Este no es el primer post del año, pero como si lo fuera. En este caso es el primero después del paso de las navidades y de toda la vorágine de regalos, desorden y el estrés combinado por la nueva paternidad, estar con la crianza 24/7 y la falta de espacios de calidad para uno mismo. Ahora mismo estoy escribiendo esto mientras la niña está en el cole, después de haberla dejado a las 15h y antes de tener que salir a recogerla a las 16.15. Mientras, ya he tendido una lavadora porque aunque me había propuesto escribir este post para ver si consigo que me quite un poco de estrés he ido a la cocina y me he encontrado con la lavadora, que ya ni recuero a qué hora había terminado esta mañana. Así que por suerte ha sido una de sábanas y toallas, rápida de tender.
Ahora me siento de nuevo en el sofá, ni siquiera en mi escritorio que está lleno de cosas, con los Redmi buds 6 (regalo de navidad, que jubila a mis buds 2) y música tranquila de piano de Omar Efendaque. ¿Mi mujer y el bebé? Pues en la habitación, que se han ido a las 14h, espero que durmiendo de una manera más o menos seguida y que permita a mi señora recuperar la energía y el humor que esta noche ha perdido (como tantas otras).

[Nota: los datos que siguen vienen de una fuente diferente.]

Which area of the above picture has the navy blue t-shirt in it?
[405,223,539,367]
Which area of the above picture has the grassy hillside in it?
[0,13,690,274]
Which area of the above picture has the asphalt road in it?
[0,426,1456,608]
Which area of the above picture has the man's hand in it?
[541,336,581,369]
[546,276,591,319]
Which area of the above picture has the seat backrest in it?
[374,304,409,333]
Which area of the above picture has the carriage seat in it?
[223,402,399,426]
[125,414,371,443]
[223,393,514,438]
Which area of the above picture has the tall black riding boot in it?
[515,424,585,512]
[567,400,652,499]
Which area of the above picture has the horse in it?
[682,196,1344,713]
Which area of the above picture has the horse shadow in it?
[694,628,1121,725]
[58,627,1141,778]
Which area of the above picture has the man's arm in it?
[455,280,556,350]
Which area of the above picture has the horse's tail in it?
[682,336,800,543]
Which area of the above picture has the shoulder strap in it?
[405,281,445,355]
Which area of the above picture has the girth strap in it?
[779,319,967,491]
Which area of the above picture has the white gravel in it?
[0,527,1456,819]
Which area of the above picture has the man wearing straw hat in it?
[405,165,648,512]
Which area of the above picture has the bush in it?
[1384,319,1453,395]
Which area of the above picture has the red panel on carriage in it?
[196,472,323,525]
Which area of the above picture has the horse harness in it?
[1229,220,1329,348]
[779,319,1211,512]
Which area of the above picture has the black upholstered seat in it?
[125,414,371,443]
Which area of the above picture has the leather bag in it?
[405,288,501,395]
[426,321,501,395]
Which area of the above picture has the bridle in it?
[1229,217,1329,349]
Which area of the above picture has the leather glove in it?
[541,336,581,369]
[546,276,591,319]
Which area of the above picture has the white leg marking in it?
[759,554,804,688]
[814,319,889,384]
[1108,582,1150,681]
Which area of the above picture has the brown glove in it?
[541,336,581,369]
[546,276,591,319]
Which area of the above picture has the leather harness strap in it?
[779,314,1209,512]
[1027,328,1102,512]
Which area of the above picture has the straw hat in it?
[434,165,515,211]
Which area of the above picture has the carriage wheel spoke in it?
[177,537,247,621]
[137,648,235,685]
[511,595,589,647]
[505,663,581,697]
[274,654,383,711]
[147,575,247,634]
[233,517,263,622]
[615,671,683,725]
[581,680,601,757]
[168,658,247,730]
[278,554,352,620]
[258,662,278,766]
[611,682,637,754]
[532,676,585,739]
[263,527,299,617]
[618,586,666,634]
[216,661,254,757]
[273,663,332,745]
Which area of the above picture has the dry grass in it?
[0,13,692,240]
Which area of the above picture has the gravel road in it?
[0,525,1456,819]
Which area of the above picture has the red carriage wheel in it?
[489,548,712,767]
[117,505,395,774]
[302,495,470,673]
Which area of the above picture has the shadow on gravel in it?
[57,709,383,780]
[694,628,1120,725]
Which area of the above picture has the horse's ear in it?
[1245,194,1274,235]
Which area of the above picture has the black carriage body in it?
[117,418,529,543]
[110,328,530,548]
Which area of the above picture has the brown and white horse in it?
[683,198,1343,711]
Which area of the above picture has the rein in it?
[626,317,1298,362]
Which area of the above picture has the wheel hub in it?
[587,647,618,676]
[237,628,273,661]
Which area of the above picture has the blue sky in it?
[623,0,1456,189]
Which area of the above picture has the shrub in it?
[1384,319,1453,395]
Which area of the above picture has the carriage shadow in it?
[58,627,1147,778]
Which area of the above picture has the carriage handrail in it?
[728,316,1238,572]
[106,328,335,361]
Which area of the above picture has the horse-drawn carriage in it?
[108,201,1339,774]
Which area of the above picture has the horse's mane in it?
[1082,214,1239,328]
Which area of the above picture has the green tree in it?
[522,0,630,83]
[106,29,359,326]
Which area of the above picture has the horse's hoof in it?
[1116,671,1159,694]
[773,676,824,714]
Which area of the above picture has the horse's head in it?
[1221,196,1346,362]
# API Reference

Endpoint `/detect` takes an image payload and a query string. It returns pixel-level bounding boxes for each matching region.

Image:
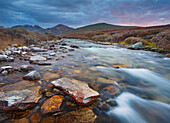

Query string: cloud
[0,0,170,27]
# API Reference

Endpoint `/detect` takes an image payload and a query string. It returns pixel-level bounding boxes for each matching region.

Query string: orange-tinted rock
[0,81,42,111]
[51,78,99,105]
[113,64,132,68]
[41,95,64,115]
[12,118,29,123]
[45,92,54,97]
[55,108,97,123]
[43,73,60,80]
[30,113,42,123]
[165,54,170,58]
[40,117,55,123]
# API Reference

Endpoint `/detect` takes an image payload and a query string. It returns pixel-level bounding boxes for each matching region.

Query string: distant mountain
[71,23,139,32]
[12,24,73,35]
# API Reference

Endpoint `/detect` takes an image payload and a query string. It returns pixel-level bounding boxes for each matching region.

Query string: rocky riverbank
[0,40,125,123]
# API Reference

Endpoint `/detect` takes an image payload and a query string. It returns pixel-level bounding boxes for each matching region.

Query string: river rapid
[0,39,170,123]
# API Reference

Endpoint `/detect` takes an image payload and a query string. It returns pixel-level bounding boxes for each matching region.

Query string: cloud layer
[0,0,170,27]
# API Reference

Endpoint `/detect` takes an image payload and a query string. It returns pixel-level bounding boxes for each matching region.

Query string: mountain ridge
[12,24,73,35]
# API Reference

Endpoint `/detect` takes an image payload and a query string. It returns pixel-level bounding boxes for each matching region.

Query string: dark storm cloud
[0,0,170,27]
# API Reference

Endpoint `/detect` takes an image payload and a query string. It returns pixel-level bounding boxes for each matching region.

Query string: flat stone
[49,53,56,56]
[20,65,34,71]
[38,61,51,65]
[0,81,42,111]
[165,54,170,58]
[0,66,13,71]
[41,95,64,115]
[23,71,41,81]
[30,112,42,123]
[30,55,47,61]
[55,107,97,123]
[12,118,29,123]
[43,73,60,80]
[41,117,55,123]
[51,78,99,105]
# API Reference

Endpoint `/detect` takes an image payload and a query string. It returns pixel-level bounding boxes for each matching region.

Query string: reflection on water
[108,92,170,123]
[0,39,170,123]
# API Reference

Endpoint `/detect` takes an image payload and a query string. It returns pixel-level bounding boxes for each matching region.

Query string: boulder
[0,81,42,111]
[30,55,47,61]
[31,47,47,52]
[38,61,51,65]
[41,95,64,115]
[55,107,97,123]
[51,78,99,105]
[20,65,34,72]
[132,42,143,48]
[165,53,170,58]
[49,53,56,56]
[23,71,41,81]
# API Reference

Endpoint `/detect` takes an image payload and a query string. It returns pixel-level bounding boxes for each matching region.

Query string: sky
[0,0,170,27]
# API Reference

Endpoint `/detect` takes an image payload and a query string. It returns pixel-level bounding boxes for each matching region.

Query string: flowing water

Las navidades también me han dejado un nuevo reloj de manecillas de la marca china Lige. En este caso es de cuarzo, con la caja y la esfera en color negro y las manecillas de minutos y horas en blanco. El segundero, en cambio, es de color verde, dándole un toque bastante curioso al reloj. También cuenta, al lado las tres, de un cuadradito blanco con el número del día en negro. Lo que me está gustando más de los relojes de manecillas es la percepción del tiempo que me dan. En un vistazo rápido puedo saber si me queda tiempo, o no, para tenerme que preparar para recoger a la niña. Es decir, teniendo en cuenta que tenga una idea de la hora en la que estoy después solamente tengo que mirar por una fracción de segundo a las manecillas y la de los minutos me indicará, situándola en la circunferencia, en qué hora aproximada estoy. No sé si me explico o si es una fumada considerable que me estoy pegando pero ahora mismo al pegar un vistazo sé que estoy casi en menos cuarto y sé que me queda algo más de un cuarto de hora para que sean las cuatro de la tarde. A esa hora me toca ponerme en marcha y preparar la merienda de la niña porque cuando la recojo después vamos al parque y siempre sale preguntando qué comida llevo… En qué nos convertimos los padres… En mero medio para la subsistencia y el desarrollo de nuestra descendencia. Se me está haciendo un poco cuesta arriba, la verdad, tengo que cambiar el chip y simplificar más las cosas. No puedo tomarme el lujo de pensar en mis cosas, en mis proyectos, en aprender… Parece que ahora mismo es la última de las prioridades. Al menos me consuelo pensando que es algo temporal, aunque sea un temporal que dure años. Lo que a veces me preocupa es pensar en qué me habré convertido cuando llegue ese momento, en qué quedará de mí.